Research Spotlight

Research Spotlight: Caitlin Kitchener

  • Studying: PhD in Archaeology (full-time)
  • Supervisor: Dr. Jon Finch
  • Thesis Title: ‘Unite and Be Free’: The Historical Archaeology of British Political Radicalism, c. 1815-1822. 
  • Research Interests: political radicalism; landscape; early modern material culture; queer theory; archaeological theory 
Thesis Overview

The post-Napoleonic period was one of lively political activity. The emerging working class protested against a parliamentary system which failed to represent them and limited the vote to around 3% of the population. One leading reformer, Henry Hunt, promoted the mass platform meeting as a way of physically demonstrating the demand for reform through occupying public spaces. William Cobbett and Richard Carlile published radical literature which had a nationwide distribution. Others sought a more radical approach. Arthur Thistlewood decided violence was the way forward, he and fellow conspirators aimed to assassinate the cabinet. Peterloo features as well as an important material event with its bloodshed inspiring a wave of protests and banner making. Female reformers were important political activists who participated in radical literature, meetings, and crafting material culture. My thesis includes the stories, experiences, and identities of such leading figures, groups, and influential moments. I am analysing their spatial and material experiences through exploring public meetings of 1816, the female reform societies of 1819, and the prison and punishment experiences of 1820.

My thesis is interdisciplinary in nature.  I am interested in how archaeological methods can incorporate theory and practice from other disciplines to create a historical archaeology that not only studies the historical period but combines history and archaeology together to better understand the past. The thesis has been influenced by sociological, art historical, and queer methods and theory too in order to design and undertake a methodology that can account for using various strands of sources and data: material culture, cartoons and caricatures, radical publications, and other text based evidence. Rather than having text and material separated, or arguing that material culture should be ‘read’, the thesis aims to promote archaeological study in areas typically dominated by history and demonstrate how text can be considered a form of materiality.

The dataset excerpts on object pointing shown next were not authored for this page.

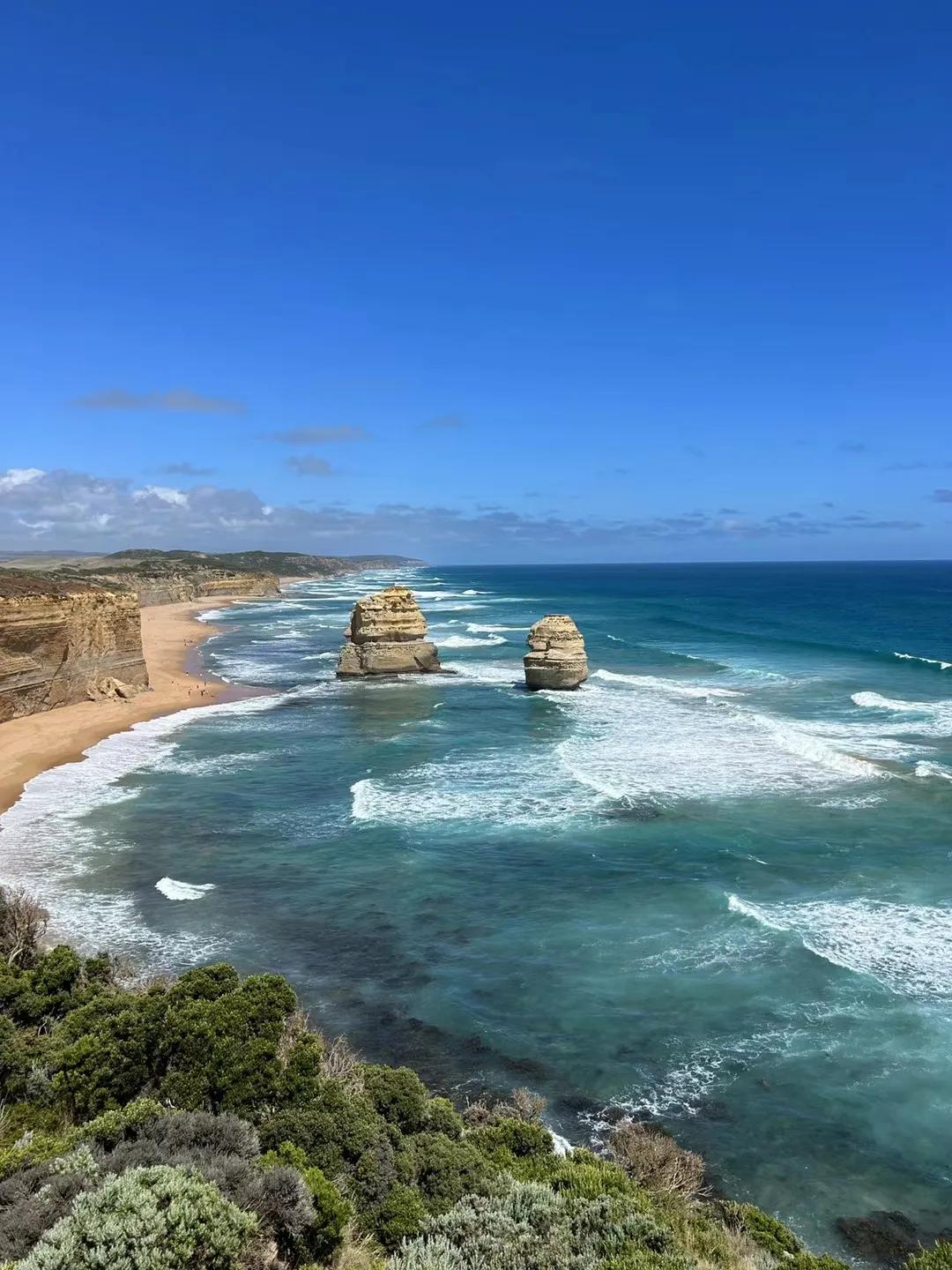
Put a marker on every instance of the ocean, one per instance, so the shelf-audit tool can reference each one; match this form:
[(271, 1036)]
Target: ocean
[(711, 886)]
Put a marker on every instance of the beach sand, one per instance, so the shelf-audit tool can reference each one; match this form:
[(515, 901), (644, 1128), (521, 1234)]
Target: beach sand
[(170, 632)]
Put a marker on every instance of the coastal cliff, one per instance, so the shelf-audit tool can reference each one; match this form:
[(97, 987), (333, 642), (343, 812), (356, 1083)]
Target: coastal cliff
[(63, 643), (556, 657), (175, 588)]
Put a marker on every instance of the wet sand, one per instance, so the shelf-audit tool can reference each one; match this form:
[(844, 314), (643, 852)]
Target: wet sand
[(170, 635)]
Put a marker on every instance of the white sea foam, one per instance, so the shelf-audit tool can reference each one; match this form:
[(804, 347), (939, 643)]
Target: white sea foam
[(664, 744), (926, 770), (692, 1076), (175, 889), (489, 788), (854, 803), (46, 841), (466, 641), (906, 947), (495, 673), (675, 687), (926, 661)]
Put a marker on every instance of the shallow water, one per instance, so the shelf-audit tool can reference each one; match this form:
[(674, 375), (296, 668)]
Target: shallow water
[(714, 885)]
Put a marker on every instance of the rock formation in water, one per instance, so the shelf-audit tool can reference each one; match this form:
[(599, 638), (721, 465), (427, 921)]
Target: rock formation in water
[(175, 587), (387, 635), (63, 643), (556, 657)]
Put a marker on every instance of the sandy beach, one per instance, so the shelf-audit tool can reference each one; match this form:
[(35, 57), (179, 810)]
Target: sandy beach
[(170, 632)]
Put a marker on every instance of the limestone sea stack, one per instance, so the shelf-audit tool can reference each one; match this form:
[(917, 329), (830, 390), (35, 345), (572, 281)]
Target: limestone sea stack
[(556, 657), (387, 635)]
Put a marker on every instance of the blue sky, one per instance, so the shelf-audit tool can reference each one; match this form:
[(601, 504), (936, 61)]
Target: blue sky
[(533, 280)]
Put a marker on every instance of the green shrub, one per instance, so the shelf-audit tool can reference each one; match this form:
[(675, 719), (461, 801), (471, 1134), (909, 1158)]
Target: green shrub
[(938, 1258), (398, 1217), (210, 1042), (443, 1169), (770, 1232), (532, 1227), (331, 1214), (398, 1095), (147, 1220), (339, 1132), (516, 1138), (442, 1117), (652, 1159)]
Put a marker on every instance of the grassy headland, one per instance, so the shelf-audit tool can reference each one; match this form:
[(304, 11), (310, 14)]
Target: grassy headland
[(204, 1123)]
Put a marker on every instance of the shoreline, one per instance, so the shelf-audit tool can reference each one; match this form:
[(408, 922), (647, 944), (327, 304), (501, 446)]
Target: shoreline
[(170, 639)]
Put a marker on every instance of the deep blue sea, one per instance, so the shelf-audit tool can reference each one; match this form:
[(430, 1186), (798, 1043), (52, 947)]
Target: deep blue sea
[(714, 885)]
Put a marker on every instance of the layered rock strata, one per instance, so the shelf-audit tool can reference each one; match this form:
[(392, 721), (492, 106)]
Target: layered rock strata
[(173, 588), (556, 657), (387, 635), (63, 643)]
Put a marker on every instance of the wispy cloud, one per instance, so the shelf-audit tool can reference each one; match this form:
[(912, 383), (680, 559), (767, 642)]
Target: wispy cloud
[(184, 469), (919, 465), (69, 510), (309, 465), (444, 423), (182, 400), (317, 436)]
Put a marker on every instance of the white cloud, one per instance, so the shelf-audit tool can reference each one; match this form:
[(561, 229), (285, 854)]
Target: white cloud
[(19, 476), (164, 493), (77, 510)]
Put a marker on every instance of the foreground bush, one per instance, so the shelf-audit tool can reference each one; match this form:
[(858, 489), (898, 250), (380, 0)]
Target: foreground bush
[(199, 1124), (651, 1157), (531, 1227), (147, 1220)]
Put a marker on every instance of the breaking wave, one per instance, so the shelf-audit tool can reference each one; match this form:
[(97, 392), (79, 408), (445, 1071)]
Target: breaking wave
[(905, 947), (926, 661), (175, 889)]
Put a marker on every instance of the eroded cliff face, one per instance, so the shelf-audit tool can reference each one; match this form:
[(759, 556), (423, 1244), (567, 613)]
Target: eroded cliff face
[(387, 635), (556, 657), (172, 588), (63, 643)]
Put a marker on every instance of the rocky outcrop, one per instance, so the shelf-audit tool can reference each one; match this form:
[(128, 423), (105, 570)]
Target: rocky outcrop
[(387, 635), (173, 588), (556, 657), (63, 643)]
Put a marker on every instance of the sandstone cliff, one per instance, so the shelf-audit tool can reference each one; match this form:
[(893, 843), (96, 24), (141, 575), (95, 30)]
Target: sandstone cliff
[(175, 587), (65, 641), (556, 657), (387, 635)]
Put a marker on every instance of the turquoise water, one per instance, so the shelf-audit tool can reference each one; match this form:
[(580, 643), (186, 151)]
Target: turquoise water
[(715, 885)]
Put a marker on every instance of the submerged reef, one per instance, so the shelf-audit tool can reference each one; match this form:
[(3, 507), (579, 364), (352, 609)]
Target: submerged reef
[(387, 635)]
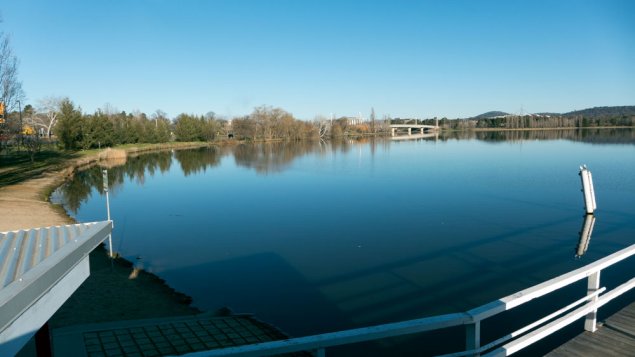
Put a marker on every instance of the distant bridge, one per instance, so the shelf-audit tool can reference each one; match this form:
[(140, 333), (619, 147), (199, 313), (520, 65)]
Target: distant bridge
[(422, 128)]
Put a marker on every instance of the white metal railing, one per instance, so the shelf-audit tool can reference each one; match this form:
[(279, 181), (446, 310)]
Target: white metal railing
[(586, 306)]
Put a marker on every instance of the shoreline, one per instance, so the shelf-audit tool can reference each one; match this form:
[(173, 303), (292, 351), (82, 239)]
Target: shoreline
[(112, 292)]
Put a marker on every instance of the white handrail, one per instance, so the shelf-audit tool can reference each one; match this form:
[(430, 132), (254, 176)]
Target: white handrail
[(470, 319)]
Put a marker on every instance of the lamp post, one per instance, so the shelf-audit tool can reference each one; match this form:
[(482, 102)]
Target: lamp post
[(20, 129)]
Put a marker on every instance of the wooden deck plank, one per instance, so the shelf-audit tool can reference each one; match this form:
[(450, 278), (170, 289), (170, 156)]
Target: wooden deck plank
[(616, 337)]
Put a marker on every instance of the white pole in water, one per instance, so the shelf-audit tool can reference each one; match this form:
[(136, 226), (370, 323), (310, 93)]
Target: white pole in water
[(105, 179), (587, 189)]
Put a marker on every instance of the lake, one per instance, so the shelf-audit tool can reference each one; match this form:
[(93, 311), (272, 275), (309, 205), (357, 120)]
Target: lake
[(315, 237)]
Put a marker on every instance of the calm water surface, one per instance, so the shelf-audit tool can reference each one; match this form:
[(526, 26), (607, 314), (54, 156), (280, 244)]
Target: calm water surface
[(317, 237)]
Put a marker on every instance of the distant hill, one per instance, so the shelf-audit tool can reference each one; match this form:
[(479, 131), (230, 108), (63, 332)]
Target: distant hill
[(603, 112), (491, 114), (590, 113)]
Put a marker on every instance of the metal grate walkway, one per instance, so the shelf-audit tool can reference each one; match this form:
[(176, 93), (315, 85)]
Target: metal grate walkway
[(159, 337), (616, 337)]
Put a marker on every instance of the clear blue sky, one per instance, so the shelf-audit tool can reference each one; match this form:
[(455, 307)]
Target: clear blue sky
[(404, 58)]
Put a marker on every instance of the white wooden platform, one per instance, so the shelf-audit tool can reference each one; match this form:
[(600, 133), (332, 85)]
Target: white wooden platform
[(40, 269)]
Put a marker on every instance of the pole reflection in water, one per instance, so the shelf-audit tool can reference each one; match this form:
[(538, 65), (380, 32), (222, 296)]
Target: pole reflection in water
[(585, 235)]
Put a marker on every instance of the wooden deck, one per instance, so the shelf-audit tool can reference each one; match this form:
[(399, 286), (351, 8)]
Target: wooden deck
[(616, 337)]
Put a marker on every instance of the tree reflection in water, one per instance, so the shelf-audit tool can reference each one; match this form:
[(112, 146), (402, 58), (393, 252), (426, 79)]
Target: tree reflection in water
[(267, 158)]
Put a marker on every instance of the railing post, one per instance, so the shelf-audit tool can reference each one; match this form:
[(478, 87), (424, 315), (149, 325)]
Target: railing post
[(593, 284), (473, 337)]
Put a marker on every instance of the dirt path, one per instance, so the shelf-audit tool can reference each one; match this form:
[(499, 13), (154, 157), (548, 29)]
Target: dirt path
[(21, 205), (109, 293)]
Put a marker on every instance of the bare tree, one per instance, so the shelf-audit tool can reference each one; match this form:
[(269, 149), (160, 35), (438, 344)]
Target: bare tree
[(10, 87), (323, 125), (46, 116)]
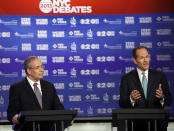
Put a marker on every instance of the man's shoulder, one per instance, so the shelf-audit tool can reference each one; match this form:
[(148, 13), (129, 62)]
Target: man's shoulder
[(156, 72), (132, 72), (21, 82), (45, 82)]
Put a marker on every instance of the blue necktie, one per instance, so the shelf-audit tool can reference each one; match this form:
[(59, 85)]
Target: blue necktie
[(144, 84), (38, 94)]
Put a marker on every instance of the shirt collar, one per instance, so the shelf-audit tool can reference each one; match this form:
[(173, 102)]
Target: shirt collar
[(32, 82), (140, 72)]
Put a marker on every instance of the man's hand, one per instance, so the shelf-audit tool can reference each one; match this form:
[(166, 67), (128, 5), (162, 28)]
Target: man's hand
[(72, 122), (135, 95), (15, 119), (159, 92)]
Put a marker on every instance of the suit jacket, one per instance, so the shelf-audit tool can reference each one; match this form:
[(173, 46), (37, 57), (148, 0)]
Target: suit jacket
[(23, 98), (130, 82)]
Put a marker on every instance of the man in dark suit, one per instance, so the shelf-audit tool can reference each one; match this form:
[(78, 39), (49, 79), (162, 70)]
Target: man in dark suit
[(144, 88), (32, 93)]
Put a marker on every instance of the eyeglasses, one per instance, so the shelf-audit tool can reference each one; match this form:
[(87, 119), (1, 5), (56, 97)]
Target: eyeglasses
[(37, 67)]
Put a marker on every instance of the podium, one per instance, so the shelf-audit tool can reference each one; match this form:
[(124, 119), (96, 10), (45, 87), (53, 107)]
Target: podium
[(139, 114), (45, 116)]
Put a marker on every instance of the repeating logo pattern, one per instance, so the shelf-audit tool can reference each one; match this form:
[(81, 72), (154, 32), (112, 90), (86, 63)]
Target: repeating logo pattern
[(84, 56)]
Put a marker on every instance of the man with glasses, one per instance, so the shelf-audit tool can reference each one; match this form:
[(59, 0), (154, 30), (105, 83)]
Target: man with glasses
[(32, 93), (144, 88)]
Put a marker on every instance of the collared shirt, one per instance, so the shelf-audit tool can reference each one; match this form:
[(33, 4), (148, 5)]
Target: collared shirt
[(140, 74), (140, 77), (32, 82)]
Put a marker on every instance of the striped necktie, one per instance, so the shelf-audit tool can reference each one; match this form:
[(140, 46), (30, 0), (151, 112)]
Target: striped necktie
[(38, 94), (144, 84)]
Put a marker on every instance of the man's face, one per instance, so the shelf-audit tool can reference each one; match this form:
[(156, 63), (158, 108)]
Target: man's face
[(36, 70), (142, 60)]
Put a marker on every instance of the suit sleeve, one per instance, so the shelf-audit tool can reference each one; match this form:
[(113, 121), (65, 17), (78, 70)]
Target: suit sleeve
[(166, 91), (56, 103), (124, 101), (14, 103)]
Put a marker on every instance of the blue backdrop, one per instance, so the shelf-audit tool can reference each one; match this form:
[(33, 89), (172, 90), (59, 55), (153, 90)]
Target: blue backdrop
[(84, 56)]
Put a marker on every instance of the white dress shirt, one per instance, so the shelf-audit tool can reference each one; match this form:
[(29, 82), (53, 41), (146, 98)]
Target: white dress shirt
[(32, 82)]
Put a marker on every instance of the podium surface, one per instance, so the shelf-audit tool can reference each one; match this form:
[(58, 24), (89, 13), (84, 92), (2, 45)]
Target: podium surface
[(139, 114), (45, 116)]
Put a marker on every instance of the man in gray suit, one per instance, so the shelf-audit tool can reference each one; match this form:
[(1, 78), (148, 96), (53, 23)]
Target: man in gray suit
[(32, 93), (144, 88)]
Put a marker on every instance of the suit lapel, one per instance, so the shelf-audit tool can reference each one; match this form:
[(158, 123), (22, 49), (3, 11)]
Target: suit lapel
[(139, 86), (149, 86), (43, 94), (31, 93)]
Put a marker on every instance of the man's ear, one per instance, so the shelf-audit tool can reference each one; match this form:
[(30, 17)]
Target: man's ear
[(134, 60), (28, 71)]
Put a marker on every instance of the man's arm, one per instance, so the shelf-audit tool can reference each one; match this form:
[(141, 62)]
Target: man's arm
[(166, 92), (13, 106), (124, 101)]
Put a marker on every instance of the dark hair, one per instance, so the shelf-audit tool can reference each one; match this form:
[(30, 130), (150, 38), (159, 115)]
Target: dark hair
[(137, 48), (28, 61)]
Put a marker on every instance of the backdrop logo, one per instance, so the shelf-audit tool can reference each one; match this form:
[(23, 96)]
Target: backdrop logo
[(62, 6)]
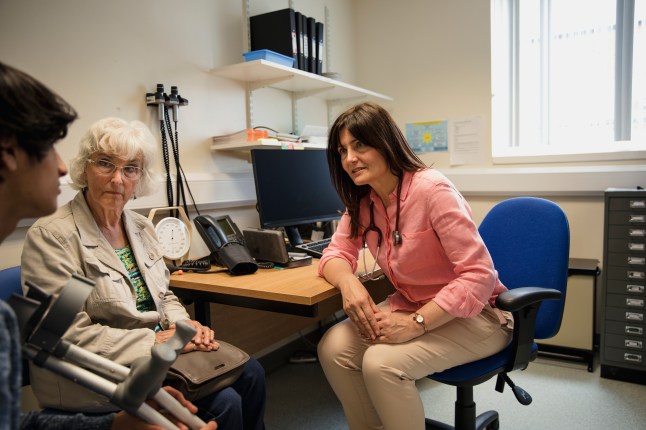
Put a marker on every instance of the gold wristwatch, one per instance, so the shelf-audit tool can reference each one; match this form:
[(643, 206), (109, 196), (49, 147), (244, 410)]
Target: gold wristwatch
[(419, 319)]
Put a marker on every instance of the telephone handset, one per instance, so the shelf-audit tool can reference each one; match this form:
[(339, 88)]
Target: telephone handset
[(226, 244)]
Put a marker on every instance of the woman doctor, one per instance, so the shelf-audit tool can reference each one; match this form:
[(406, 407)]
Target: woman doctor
[(420, 230)]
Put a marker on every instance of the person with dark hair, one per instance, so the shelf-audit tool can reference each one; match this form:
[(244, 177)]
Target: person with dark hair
[(420, 231), (32, 120)]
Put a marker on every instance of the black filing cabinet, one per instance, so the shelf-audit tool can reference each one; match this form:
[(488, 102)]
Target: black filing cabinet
[(623, 342)]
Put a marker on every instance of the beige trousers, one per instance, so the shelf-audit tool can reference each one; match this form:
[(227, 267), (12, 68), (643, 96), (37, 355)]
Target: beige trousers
[(376, 383)]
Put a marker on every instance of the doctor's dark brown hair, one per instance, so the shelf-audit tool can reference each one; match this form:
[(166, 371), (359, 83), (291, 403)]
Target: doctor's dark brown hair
[(31, 113), (371, 125)]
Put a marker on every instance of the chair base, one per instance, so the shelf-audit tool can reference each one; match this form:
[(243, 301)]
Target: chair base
[(487, 420)]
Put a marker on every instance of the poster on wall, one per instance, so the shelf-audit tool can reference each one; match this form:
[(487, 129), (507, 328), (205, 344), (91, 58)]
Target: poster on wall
[(430, 136), (465, 137)]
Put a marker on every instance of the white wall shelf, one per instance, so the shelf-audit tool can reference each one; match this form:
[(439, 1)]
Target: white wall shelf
[(264, 144), (266, 74)]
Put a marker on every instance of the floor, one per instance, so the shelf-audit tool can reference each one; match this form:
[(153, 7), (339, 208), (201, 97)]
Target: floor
[(565, 396)]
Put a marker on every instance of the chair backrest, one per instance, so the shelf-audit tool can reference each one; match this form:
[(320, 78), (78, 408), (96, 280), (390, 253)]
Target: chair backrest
[(10, 282), (529, 241)]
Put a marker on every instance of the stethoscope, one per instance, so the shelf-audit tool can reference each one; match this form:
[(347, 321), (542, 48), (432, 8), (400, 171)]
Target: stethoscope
[(397, 237)]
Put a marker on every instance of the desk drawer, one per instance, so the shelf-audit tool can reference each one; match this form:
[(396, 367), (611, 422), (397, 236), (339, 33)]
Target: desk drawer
[(626, 287), (624, 315), (630, 260), (628, 329), (626, 232), (634, 358), (636, 246), (625, 301), (636, 203), (632, 218), (626, 273), (628, 343)]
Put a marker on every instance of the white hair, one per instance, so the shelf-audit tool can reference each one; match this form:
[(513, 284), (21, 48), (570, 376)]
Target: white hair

What are you currently working on?

Following the completion of my first major case study on female reformers, I have begun to examine the experiences of punishment that radicals underwent in 1820. Part of this analysis focuses on the executions of the Cato Street Conspirators and the Scottish Insurrectionists who were the last people in England and Scotland to be hanged and beheaded. The other half explores the prison experiences of Henry Hunt and Samuel Bamford after they were found guilty for their leading involvement in the Peterloo massacre. They were tried in the York assizes in March 1820. So far, I’ve particularly examined Hunt’s experiences in Ilchester Gaol. 

Whilst imprisoned, Hunt wrote his memoirs, fought for prison reform with his pamphlet A Peep into Prison, and published addresses to the male and female reformers of the United Kingdom. As well as busying himself with correspondence, Hunt turned his hand to a business venture: breakfast powder. This was an alternative to tea and coffee which according to Hunt (1821, 15) was ‘a wholesome and nutritiousbeverage’. It was made from roasted rye. Hunt had previously promoted the idea of abstaining or boycotting certain taxable goods to fight back against the government and their dealings with Peterloo. Kevin Gilmartin (1996, 108) has highlighted the excitement by radicals on boycotting certain goods and discussing alternatives. Morton (2004) has demonstrated how in this period the mouth can be understood as a ‘barricade’. Recently, Ruth Mather (2018) explored how Peterloo was remembered and outlined how the boycott was experienced by radicals, although not all radicals were sympathetic to this idea and decided to continue to partake in taxable goods. John Saxton was one such individual who elected to forego temperance (Bamford 1844, 182).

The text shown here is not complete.